Elbette bu tabloların orijinal olup olmadığı uzmanlarca kontrol ediliyor. Peki Wolfgang bunu nasıl aşıyor? İki şekilde: Birincisi tekniği asıl ressamdan ayırtedilemeyecek kadar iyi. İkincisi karısı Helena'nın başrol oynadığı bir hikaye uyduruyorlar. Karı koca kurguladıkları öykü şu: Helena dedesinin önemli bir resim koleksiyonu olduğunu, bunu Naziler iktidara gelince sakladığını, ölünce de kendisine geçtiğini söylüyor. Burada çok disiplinli bir çalışma yapıyorlar. Söz gelimi antikacılardan eski tuval ve diğer malzemeleri bulup bunları kullanarak resim yapıyorlar. Resimleri titizlikle eskitiyorlar. Hatta Helena'yı makyaj ve dönem kıyafetleriyle ninesi kılığına sokup antika bir kamerayla fotoğrafını bile çekiyorlar.
Bu sahte koleksiyonda yer alan tabloları uzun yıllar (40 yıl) milyonlarca Dolar'a satarak inanılmaz bir hayat yaşıyorlar.
Ve sonra aptalca bir hatayla kendilerini hapiste buluyorlar. Bir tabloya ilişkin testlerde kullandıkları boyalarda titanyum bulunuyor. Halbuki o dönem boyalarda bu element kullanılmıyor. Gerisi çorap söküğü gibi geliyor. Wolfgang altı, karısı dört yıl hapis yatıyor.
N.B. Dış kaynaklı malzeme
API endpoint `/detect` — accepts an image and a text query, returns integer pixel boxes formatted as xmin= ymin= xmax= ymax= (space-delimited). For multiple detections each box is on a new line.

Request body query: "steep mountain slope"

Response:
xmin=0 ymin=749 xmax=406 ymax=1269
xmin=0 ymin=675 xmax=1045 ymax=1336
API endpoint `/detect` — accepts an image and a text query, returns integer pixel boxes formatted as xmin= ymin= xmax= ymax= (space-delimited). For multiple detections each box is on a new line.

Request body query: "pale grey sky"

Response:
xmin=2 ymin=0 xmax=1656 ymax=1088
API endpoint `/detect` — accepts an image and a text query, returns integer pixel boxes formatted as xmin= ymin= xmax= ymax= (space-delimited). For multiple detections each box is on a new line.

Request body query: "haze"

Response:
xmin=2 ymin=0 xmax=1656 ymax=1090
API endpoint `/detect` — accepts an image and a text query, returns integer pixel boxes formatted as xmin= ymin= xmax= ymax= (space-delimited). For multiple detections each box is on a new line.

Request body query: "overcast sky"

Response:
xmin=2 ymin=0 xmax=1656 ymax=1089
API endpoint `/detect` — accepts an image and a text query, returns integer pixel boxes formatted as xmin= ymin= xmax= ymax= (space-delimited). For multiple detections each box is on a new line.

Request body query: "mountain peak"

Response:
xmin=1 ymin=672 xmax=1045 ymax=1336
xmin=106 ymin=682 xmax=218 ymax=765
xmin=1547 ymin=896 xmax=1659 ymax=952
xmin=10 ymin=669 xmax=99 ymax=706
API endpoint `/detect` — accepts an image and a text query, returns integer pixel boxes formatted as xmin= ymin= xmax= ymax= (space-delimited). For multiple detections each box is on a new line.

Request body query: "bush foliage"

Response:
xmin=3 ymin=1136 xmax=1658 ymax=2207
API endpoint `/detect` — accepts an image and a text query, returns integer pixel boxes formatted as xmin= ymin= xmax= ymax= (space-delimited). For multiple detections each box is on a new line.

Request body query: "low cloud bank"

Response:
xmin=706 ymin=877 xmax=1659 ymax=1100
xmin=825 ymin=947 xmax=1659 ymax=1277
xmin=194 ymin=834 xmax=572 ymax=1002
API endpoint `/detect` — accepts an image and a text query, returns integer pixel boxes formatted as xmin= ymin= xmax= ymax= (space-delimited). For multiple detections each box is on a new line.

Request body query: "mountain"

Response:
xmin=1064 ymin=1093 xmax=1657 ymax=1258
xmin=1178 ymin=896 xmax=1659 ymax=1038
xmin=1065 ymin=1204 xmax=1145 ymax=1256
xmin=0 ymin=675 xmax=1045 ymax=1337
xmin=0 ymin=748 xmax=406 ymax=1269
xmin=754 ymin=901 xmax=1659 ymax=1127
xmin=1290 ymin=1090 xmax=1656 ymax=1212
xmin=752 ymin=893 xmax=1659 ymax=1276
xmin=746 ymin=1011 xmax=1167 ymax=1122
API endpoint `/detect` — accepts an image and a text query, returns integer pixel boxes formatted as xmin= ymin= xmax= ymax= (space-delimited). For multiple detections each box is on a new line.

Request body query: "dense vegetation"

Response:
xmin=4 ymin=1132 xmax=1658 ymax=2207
Peki sahtekarlığın boyutu ne? Dedektifler 36 tablodan 46 milyon Dolar (100 milyon TL!) kazandığını tespit etmişler. Wolfgang "300 tane sattım" diyor, hesabı siz yapın.
Ancak bu arada Wolfgang sanat çevrelerinde inanılmaz ünleniyor. Cezasını tamamlayıp hapisten çıkınca bu ününün sayesinde artık kendi imzasıyla resim yapmaya başlıyor.